Cody Graves was old enough to be able to distinguish between reality and fiction,
but I knew that living with the loss might be even harder for one who had grown to
know his father.

I hoped Nora’s and Cody’s last words to Mayor Graves were what they would have wanted.

I had every confidence in Virgil Mitchell and his colleagues at the Henley PD, but
I also had a strong urge to try to help them solve the murder case. I couldn’t say
why, exactly. It wasn’t as though I inserted myself into every homicide case in the
city. Nor into every Bat Phone call Bruce and his crew received. They had their jobs
and I had mine.

If I had to put words to the feeling, I’d say it had to do with the connection that
Mayor Graves had tried to establish with me at the end of his life, from his telephone
message to my cell, to his nonverbal reaching out to me on the rickety commencement
stage, to his seeking entry into my office, and finally, his dying attempt to tell
me something as he staggered toward the fountain.

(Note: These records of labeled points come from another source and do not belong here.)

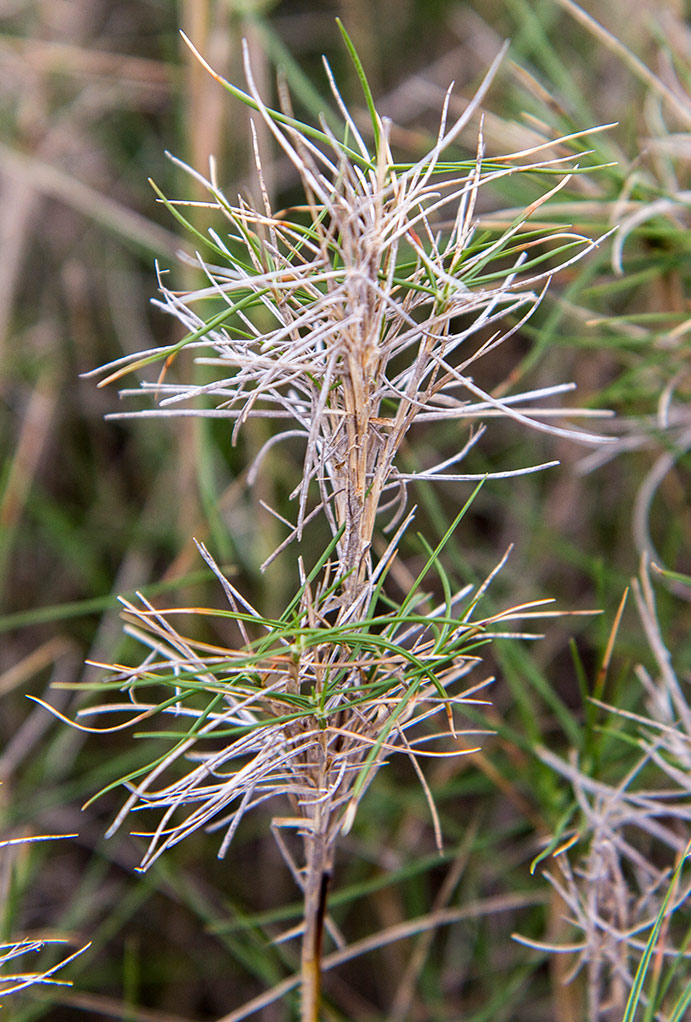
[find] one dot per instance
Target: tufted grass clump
(368, 307)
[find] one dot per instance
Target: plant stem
(318, 876)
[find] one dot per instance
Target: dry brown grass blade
(96, 206)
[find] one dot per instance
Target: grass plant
(319, 317)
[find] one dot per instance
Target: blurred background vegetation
(91, 95)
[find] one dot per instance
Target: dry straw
(344, 320)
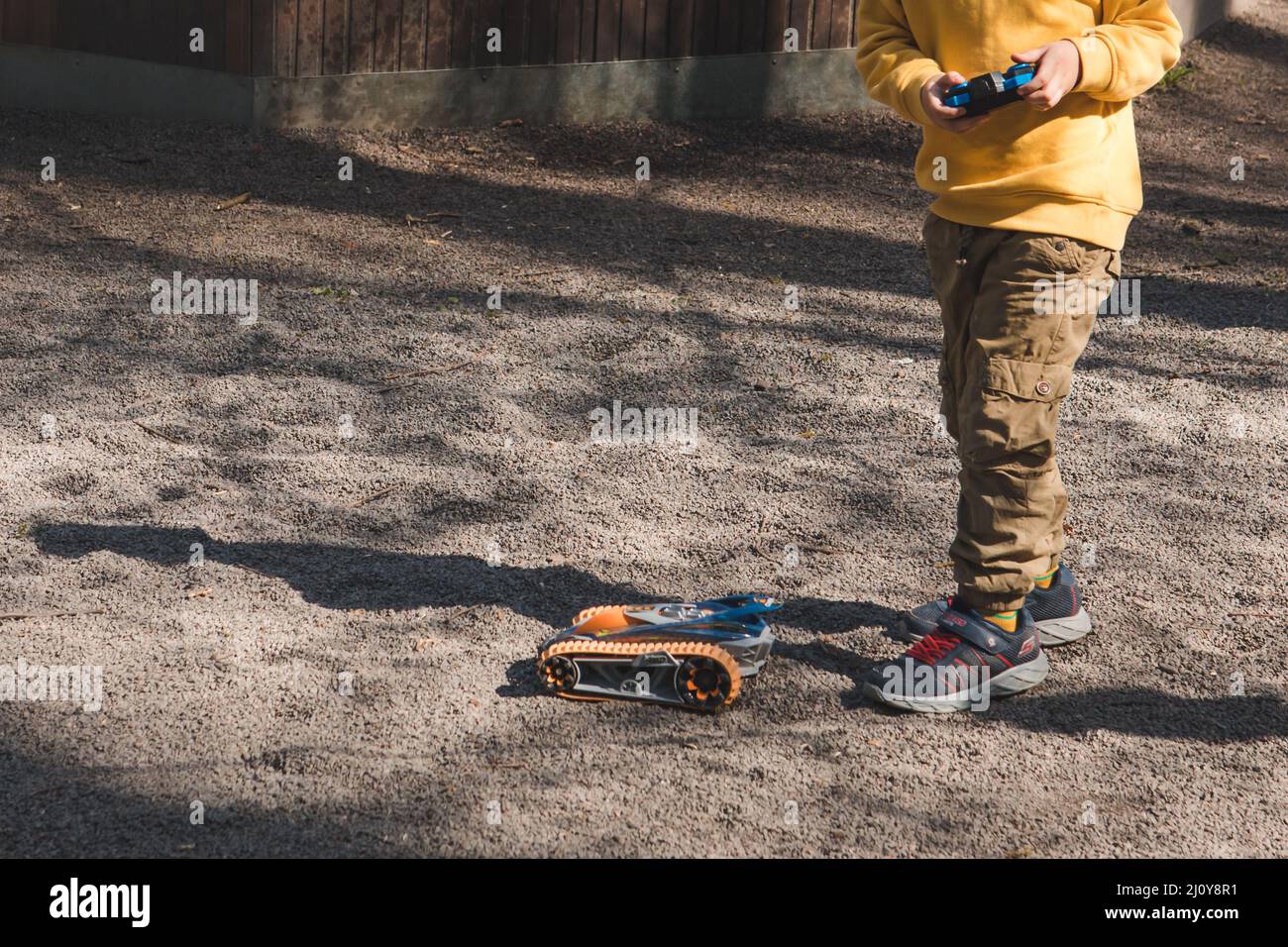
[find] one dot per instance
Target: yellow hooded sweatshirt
(1070, 170)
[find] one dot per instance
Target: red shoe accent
(932, 647)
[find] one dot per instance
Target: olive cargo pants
(1018, 309)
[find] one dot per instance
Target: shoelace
(932, 647)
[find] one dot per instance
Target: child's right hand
(932, 94)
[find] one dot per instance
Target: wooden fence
(309, 38)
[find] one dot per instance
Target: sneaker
(962, 664)
(1057, 612)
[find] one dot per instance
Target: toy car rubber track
(695, 655)
(991, 90)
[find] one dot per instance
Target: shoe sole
(1005, 684)
(1051, 633)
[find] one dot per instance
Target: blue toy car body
(690, 654)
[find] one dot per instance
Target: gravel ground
(349, 671)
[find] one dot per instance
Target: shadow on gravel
(1155, 714)
(353, 578)
(54, 810)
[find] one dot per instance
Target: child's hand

With what I judged to be uncharacteristic tunnel vision, I’d glommed on to Zeeman
Academy as holding the key to
the mayor’s murder. Admittedly, my feelings were partly due to my refusal to believe
that anyone associated with the Henley campus could have been involved in the crime.
I conveniently brushed aside the nagging worry about a possible intimate relationship
between Kira and the deceased. I also dismissed the hostility between the mayor and
the Sizemore sibs. They were, after all, Henley faculty.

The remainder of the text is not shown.